Wednesday, January 20, 2010

Update to previous post

I can't access blogspot from work, where I am right now, so I can't leave comments or update posts. But I do have email posting set up so I can post. And I'm feeling enough of a need to say this that I'm going to do that rather than waiting to respond in comments or update the last post ("Be a sexual flâneur") this evening.
 
In comments (which I have reading access to through email), d. mantis said this: "Would you agree that, in a simplistic way, most of our problems stem from the fact that we couldn't give two shits about anyone other than ourselves or immediate surroundings? Would you then also agree that this post could be less geared to the individual and more to the community?"
 
(Normally I'd do blockquotes, but, you know, email is weird and I'm not sure it'll work right.) So: yes, I absolutely would agree. In fact, I'd put it more strongly. I think that the one root problem that is the cause of pretty much every single bad thing that people do to one another is exactly what d. states. It comes in different forms, but the root is always this lack of empathy or compassion or whatever you want to call it. Sociopathy isn't far off.
 
I tend to forget that a lot of the time a point that seems obvious to me in what I'm writing is only obvious because I know what I'm trying to say. What I intended, and failed, to imply in the previous post is that the psychogeographical/sexual revolution I ask for should be both individual and community oriented. In fact, I have a (completely unsupported) suspicion that one major reason that "we couldn't give two shits" about others is that our psyches and our physical environments have been so thorougly colonized by economic oppressors (who want us to be sociopaths, because it is profitable to them), and that an honest attempt to free ourselves of this colonization will change that or, as d. put it, "A 'revolution' as you state, of passion and desire could lead to a more emotional existence including greater compassion." This is exactly my point, though I failed to make it adequately.
 
One reason why I have the complicated subclauses and hyphens and parentheses and footnotes in everything I write is that I'm always terrified that I'm going to forget to mention something vitally important. I need to calm down, because as this and other recent events have shown (like my neglecting to even mention race in my post about media narratives of poverty), I'm always going to leave something vital out. Even reading over the flaneur post again I realize another thing I did was treat gender identity, as distinct from sexual identity, as a bit of an afterthought, which was certainly not my intent.
 
I'm always going to leave something out. One benefit of the small readership I've gained recently (thanks, ladypoverty!) is that now there are a few people who can point out to me when I've done this. And I'm certainly lucky to have the specific perceptive people commenting that I do.
 
(PS I apologize for any lapses of editing there may be in this post. Once I submit it it's unalterable until six this evening at the earliest, and as I tend to edit posts for several hours after posting them, it's a bit nervewracking for me to be doing this.)

3 comments:

d.mantis said...

Thanks for the cameo...But I would not sell yourself too short.

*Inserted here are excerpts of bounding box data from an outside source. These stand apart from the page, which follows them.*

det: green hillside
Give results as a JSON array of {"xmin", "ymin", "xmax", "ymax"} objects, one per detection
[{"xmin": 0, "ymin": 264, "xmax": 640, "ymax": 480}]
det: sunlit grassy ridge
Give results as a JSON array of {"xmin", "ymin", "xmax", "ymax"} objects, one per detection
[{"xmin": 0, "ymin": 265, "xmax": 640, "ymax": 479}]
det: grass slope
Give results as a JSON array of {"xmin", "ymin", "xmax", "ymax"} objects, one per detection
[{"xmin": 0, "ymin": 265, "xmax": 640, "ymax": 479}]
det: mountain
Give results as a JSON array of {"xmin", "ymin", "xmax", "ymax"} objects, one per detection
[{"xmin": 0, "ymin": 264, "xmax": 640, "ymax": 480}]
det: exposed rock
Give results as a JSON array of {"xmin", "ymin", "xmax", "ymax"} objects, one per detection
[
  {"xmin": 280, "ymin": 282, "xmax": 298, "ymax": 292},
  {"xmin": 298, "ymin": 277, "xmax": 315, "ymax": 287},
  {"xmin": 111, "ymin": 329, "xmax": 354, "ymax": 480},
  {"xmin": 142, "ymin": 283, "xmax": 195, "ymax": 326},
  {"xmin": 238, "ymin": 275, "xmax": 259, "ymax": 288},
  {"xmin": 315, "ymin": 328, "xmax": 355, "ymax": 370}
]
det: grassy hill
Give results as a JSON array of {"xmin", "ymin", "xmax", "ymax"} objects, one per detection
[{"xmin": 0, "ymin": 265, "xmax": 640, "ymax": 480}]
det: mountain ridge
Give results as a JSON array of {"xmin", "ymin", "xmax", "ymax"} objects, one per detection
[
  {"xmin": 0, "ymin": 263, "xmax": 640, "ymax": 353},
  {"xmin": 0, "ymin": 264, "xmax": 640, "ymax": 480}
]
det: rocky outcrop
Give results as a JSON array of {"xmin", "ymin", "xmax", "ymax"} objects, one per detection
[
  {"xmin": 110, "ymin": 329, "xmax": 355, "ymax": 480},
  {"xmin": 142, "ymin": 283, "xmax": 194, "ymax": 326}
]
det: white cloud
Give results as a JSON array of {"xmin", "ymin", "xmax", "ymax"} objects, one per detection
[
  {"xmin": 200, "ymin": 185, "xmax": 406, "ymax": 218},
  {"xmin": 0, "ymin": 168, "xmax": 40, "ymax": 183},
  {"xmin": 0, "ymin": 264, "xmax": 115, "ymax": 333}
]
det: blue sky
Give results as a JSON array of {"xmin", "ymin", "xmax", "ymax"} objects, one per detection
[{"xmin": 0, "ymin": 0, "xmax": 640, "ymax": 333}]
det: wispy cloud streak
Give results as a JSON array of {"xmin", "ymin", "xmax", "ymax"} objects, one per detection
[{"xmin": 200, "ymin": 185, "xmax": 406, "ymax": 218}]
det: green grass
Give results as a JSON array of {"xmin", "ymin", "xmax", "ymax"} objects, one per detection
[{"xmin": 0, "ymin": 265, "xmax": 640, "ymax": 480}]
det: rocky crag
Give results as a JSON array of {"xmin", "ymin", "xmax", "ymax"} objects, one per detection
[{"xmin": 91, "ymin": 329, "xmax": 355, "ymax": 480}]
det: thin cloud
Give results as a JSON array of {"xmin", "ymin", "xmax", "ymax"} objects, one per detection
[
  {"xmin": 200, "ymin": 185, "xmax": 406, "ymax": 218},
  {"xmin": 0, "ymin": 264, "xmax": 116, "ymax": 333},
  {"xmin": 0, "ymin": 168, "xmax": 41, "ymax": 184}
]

This interpretation of the community and it's relationship to the sexual/desire/compassion was my initial reading. Therefore, you were a success. I was simply hedging my bet.

The pumpkin thing...well, perhaps I have been reading too much IOZ.

Nevertheless, as a father of two girls, I could not agree more with the sentiment.

d.mantis said...

Wait...a clarification - the mention of my daughters was only to refer to the unending, deviant and sexist colonization of what it means to be a woman. I am terrified that I must somehow guide them through the maelstrom.

How is that for a subclause?

Ethan said...

Thanks for the concern, but I don't see it as selling myself short. And I certainly hope that if you feel the urge to keep reading this blog, you continue to bring up things I may have overlooked. Figuring out what one's assumptions are, and when one should change them, is a constant process, one that requires input from outside.

As for the daughters comment, I just assumed you were referring to my mention of incest. Just kidding, I knew what you meant. Although, y'know, do what you want as long as it's consentual.